Затем я, наконец, подошла к зеркалу. Белоснежная повязка выделялась на лице ярким пятном, привлекая внимание. Нужно будет попробовать укладывать волосы на эту сторону, чтобы прятать ее. Пока я разглядывала себя, то прислушивалась к негромким голосам, доносящимся из соседней комнаты. Я не могла различить слов, но по интонациям поняла, что отец и Георгий ругались.
Вздохнув, я толкнула дверь и вышла к ним. Пока мы прощались с Кондратом Тимофеевичем и спускались вниз, чувство, что что-то не так, меня не отпускало. Напротив, оно только усиливалось. Я всегда думала, что оба князя друг другу нравились. Георгий был близок с Императрицей: до того, как случилось похищение и все последующее. Отец не напрасно ведь сосватал ему свою единственную дочь — прежнюю Варвару. Это был выгодный союз, уж об этом мне прожужжали уши все.
Но что-то изменилось.
Внизу нас поджидали экипажи: один невероятно торжественный, с вензелями в форме буквы «Р». Догадаться, кому он принадлежал, было несложно.
— Варвара, — старший князь Разумовский взял меня под локоть и увлек за собой, — проедься со мной и тетушкой.
Я нахмурилась и тут же пожалела об этом, почувствовав под повязкой острую боль. Георгий стоял в нескольких шагах от нас с каменным лицом.
Да что происходит?!
— Отец, я поеду со своим мужем, — я уперлась ногами в брусчатку и попыталась высвободить руку, но князь не желал отпускать.
Силы наши были не равны.
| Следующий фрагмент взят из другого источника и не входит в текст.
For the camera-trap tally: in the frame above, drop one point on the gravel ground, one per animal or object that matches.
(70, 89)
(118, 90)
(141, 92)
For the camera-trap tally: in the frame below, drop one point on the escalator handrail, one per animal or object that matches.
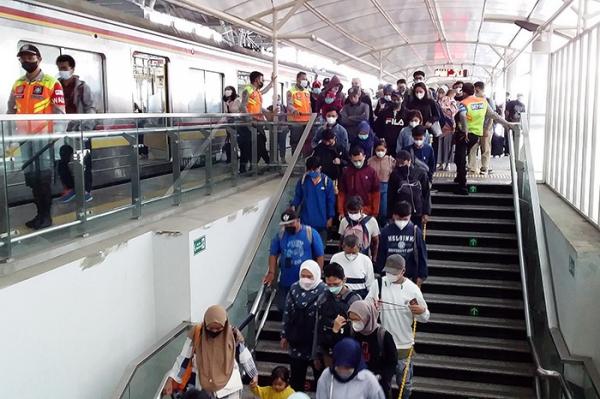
(544, 265)
(270, 213)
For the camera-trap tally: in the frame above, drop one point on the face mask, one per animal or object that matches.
(213, 334)
(401, 223)
(358, 326)
(344, 374)
(313, 174)
(351, 257)
(306, 283)
(355, 217)
(335, 290)
(65, 75)
(29, 66)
Я после лихорадки и недели, проведенной в постели, едва могла ходить. А отец был крепким мужчиной, и, кажется, проведенное в плену время не сильно его истощило.
— Что вы делаете? — Георгий, услышав наше препирательство, вырос за моей спиной.
Князь Разумовский окинул его убийственным взглядом, но руку разжал. Он ничего не успел сказать: вмешалась подошедшая к нам Кира Кирилловна.
— Варвара, Георгий Александрович, тогда, как условились с вами, ждем вас завтра вечером на ужин. Отдыхайте нынче. Идем, Алексей.
Фыркнув, отец развернулся на каблуках и зашагал к экипажу, даже не обернувшись. Сузив глаза, я посмотрела на мужа. Что бы между ними ни случилось, я желала знать.
— Идемте, Варвара Алексеевна, — устало выдохнул он и протянул мне локоть.
Едва мы оказались в экипаже, я посмотрела на него.
— Что это было, князь? Когда вы и отец успели рассориться?
— Кондрат Тимофеевич запретил мне вас волновать, — уклонился он от прямого ответа. — Обещаю, я все расскажу вам, но позже. Вы должны отдыхать.
«Я уже отдыхала целую неделю, валяясь в беспамятстве», — хотела бы сказать я, но не стала, потому что муж ведь был прав.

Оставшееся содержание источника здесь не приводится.